“You know it takes some time to look over all those papers,” said the principal kindly, “but I will see that you know the results just as soon as possible. I came about the map. Have you forgotten about the map for which a prize was to be given?”
She had not forgotten, but prizes for maps seemed a very small matter to her now, and it really required a little effort to thank the principal as warmly as she thought he would expect. After he had gone, she opened the package rather indifferently. It contained a handsome copy of Æsop’s Fables. With its corners put into slits in the flyleaf was a card with her name and the date. She laid the book down, and wandered restlessly about the room. “Did you notice how queerly he looked at me?” she said to her mother. “He knows that some one else is ahead of me, and that is why he wouldn’t come in. He was very good to bring the book, but I don’t care one bit for it or for anything in it.” She took up the book indifferently and began to turn the leaves over; and behold, with the corners put into slits in a second flyleaf was another card, and on it was written, “Ella, 94 per cent average. Highest in the city.”

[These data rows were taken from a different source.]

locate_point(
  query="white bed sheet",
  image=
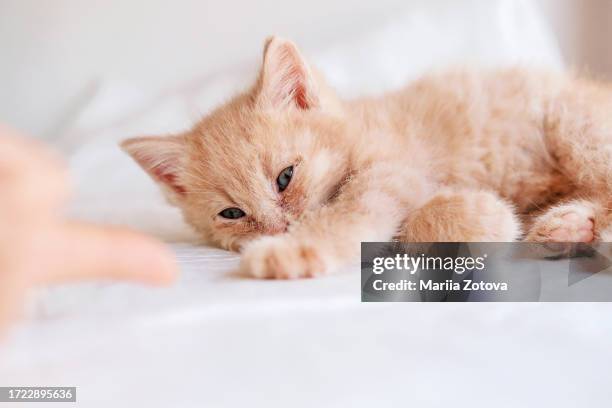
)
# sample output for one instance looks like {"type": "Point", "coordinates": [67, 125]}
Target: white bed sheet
{"type": "Point", "coordinates": [218, 340]}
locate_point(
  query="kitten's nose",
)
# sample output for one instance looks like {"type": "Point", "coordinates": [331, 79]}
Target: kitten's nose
{"type": "Point", "coordinates": [277, 228]}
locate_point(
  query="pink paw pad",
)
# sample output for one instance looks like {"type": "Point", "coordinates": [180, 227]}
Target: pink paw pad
{"type": "Point", "coordinates": [574, 227]}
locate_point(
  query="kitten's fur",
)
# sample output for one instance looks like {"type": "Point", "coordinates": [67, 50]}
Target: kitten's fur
{"type": "Point", "coordinates": [461, 156]}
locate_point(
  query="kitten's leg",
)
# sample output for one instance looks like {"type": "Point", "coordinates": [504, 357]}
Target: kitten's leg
{"type": "Point", "coordinates": [462, 216]}
{"type": "Point", "coordinates": [368, 208]}
{"type": "Point", "coordinates": [574, 221]}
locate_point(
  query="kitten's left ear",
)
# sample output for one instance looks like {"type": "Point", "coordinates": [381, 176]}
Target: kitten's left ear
{"type": "Point", "coordinates": [286, 80]}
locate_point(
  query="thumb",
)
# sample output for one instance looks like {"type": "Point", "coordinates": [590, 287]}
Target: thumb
{"type": "Point", "coordinates": [82, 251]}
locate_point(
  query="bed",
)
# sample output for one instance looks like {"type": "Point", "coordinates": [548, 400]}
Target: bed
{"type": "Point", "coordinates": [216, 339]}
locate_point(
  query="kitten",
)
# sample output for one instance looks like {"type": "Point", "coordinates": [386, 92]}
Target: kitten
{"type": "Point", "coordinates": [296, 178]}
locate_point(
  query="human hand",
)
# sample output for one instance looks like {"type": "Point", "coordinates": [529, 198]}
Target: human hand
{"type": "Point", "coordinates": [39, 247]}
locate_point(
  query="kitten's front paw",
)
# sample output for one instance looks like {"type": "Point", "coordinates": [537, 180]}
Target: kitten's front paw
{"type": "Point", "coordinates": [567, 223]}
{"type": "Point", "coordinates": [280, 257]}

One day Ella heard the bell of the grammar school ringing faintly across the old cemetery, and she went down the path between the graves of the Revolutionary heroes to visit the school. The principal and the assistant gave her a warm welcome and a seat on the platform just as if she was a committee man. The pupils looked at her enviously, just as she used to look at the high school girls when they came back to visit. The big waste-basket stood near her. On top of the scraps of paper was a half-sheet, and on it was written a line or two in the “Tories’ Alphabet.” She wondered which of these children were “best friends” and had been admitted to the secret. New maps were on the board, not hers nor those of any of her class. A girl whom she had not especially liked was sitting in her old seat. A class from the Second Room had been promoted, and how young they did look! They were just babies!
ON IT WAS WRITTEN, “ELLA, 94 PER CENT AVERAGE. HIGHEST IN THE CITY”

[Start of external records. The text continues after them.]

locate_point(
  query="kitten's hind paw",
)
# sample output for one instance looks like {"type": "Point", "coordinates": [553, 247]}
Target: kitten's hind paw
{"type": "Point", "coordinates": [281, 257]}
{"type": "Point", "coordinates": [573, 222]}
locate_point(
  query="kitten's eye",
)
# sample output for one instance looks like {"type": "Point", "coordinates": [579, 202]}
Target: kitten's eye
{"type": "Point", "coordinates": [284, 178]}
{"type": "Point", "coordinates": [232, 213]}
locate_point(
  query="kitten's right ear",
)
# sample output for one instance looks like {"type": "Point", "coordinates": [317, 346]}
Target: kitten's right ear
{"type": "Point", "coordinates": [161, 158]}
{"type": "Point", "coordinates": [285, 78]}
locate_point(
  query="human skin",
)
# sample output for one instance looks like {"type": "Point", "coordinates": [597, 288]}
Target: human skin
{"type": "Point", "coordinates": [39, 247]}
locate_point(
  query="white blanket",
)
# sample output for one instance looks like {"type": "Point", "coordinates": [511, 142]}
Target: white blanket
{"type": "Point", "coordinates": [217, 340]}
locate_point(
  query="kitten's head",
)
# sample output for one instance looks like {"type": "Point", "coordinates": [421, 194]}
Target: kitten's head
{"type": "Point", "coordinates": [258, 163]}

“Aren’t those children from the Second Room a great deal younger than we were when we came in?” she asked.
The assistant smiled. She had heard that question before.
“Just the same average age,” she replied; “but you know that you have grown up. You are not a little girl any longer; you are a young lady of the high school.”
There was a lump in Ella’s throat. Something had gone out of her life. She was not “in it” any more—and “it” was her vanished childhood.